Ce que notre disposition à prendre des risques dit de notre personnalité
Nos décisions sont-elles toujours rationnelles lorsqu'il est question d'argent? Absolument pas. Selon Hans-Georg Häusel, psychologue et chercheur en neurosciences, nos décisions sont toujours le fruit d'un processus inconscient et dicté par nos émotions. Au cours de cet entretien, il décrit l'influence qu'exerce notre personnalité et de quelle manière notre disposition à prendre des risques évolue au fil de notre vie.
Pendant que les uns trouvent leur bonheur en s'adonnant au jardinage, d'autres enchaînent les cols mythiques des Alpes au guidon de leur moto. Pourquoi sommes-nous tous si différents?
Dr. Hans-Georg Häusel: Personne ne voit la vie de la même manière – au travail, en amour, dans ses loisirs ou pour gérer son argent. Ceux qui aiment prendre des risques voient des opportunités à saisir dans tous les domaines. A l'inverse, les personnes peu enclines au risque se focalisent sur les dangers et tendent à en oublier les contreparties. Notre personnalité est en quelque sorte le fil conducteur de notre vie. Nous ne pouvons pas changer la façon dont nous percevons les risques.
Quels facteurs déterminent notre rapport au risque?

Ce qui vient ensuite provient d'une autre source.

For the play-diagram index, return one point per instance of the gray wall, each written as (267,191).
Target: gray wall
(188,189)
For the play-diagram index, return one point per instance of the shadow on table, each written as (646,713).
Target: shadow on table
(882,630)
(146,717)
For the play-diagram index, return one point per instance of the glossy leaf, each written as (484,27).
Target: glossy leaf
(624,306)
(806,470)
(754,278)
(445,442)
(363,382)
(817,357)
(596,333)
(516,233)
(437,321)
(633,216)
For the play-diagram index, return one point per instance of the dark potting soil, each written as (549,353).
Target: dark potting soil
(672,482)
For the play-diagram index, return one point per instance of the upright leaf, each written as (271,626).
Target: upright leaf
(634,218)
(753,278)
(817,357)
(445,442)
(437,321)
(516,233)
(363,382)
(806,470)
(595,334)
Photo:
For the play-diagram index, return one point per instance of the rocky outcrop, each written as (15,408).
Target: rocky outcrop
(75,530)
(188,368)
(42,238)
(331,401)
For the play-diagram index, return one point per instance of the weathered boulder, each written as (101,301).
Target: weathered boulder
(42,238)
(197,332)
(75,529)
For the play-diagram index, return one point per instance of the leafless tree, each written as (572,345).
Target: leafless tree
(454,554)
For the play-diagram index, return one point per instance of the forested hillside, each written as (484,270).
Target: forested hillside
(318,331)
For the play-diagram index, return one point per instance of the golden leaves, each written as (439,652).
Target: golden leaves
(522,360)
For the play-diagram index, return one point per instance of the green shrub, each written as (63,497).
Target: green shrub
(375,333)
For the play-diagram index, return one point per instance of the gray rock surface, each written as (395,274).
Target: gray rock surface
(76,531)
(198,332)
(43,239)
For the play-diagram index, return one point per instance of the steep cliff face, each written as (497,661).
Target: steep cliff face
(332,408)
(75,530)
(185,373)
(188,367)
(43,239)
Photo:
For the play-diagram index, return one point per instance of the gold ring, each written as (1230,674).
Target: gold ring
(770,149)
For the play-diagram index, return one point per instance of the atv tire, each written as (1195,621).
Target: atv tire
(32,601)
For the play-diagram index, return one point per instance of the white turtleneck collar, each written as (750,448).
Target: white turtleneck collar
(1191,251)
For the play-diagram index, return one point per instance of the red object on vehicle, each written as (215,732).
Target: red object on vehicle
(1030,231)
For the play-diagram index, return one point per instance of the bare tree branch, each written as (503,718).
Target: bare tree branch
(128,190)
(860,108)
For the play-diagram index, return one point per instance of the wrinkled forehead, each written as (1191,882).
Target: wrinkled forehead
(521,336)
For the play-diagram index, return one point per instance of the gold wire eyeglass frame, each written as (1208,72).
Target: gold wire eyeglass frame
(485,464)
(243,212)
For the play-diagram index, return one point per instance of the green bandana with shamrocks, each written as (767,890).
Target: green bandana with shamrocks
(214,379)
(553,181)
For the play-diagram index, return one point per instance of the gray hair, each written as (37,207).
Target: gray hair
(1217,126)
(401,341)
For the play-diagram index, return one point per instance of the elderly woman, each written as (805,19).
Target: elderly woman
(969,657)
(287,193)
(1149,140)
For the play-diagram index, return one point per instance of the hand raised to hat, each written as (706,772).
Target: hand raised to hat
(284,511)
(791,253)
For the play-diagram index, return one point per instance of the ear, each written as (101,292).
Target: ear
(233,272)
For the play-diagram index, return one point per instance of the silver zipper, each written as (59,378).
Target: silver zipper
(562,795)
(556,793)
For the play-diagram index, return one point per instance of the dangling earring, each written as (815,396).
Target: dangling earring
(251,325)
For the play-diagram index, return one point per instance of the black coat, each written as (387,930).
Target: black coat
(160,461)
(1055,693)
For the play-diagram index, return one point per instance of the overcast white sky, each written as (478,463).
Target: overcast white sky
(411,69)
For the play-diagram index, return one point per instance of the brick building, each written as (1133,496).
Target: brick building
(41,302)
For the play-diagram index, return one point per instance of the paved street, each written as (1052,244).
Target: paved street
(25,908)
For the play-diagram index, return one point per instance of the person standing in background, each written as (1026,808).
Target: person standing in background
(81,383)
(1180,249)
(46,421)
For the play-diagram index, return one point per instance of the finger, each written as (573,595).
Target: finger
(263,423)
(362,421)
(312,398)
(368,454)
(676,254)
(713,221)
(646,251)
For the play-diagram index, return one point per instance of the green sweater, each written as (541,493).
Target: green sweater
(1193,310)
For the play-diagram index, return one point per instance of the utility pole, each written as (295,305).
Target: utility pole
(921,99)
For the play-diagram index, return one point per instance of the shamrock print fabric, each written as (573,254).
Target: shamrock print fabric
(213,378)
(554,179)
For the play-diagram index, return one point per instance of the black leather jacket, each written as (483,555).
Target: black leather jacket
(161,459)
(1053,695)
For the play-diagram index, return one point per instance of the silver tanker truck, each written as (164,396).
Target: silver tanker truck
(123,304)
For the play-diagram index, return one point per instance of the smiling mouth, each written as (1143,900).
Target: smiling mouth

Dr. Hans-Georg Häusel: Il existe trois systèmes émotionnels principaux, qui sont plus ou moins développés chez chacun d'entre nous: celui de l'équilibre, celui de la domination et celui de la stimulation. Tandis que le système de l'équilibre vise surtout la sécurité et la stabilité, celui de la domination met l'accent sur la volonté de s'imposer, l'éviction de la concurrence et le pouvoir. Quant au système de la stimulation, il repose sur la découverte et les nouvelles expériences. Une partie de cette combinaison individuelle se forme avant même la naissance, et l'autre est le fruit de notre éducation, de notre parcours de vie et de notre culture. Par exemple, si le système de l'équilibre d’une personne est le plus développé des trois, elle rechignera à prendre des risques car la nouveauté suscite inquiétude et préoccupation chez elle.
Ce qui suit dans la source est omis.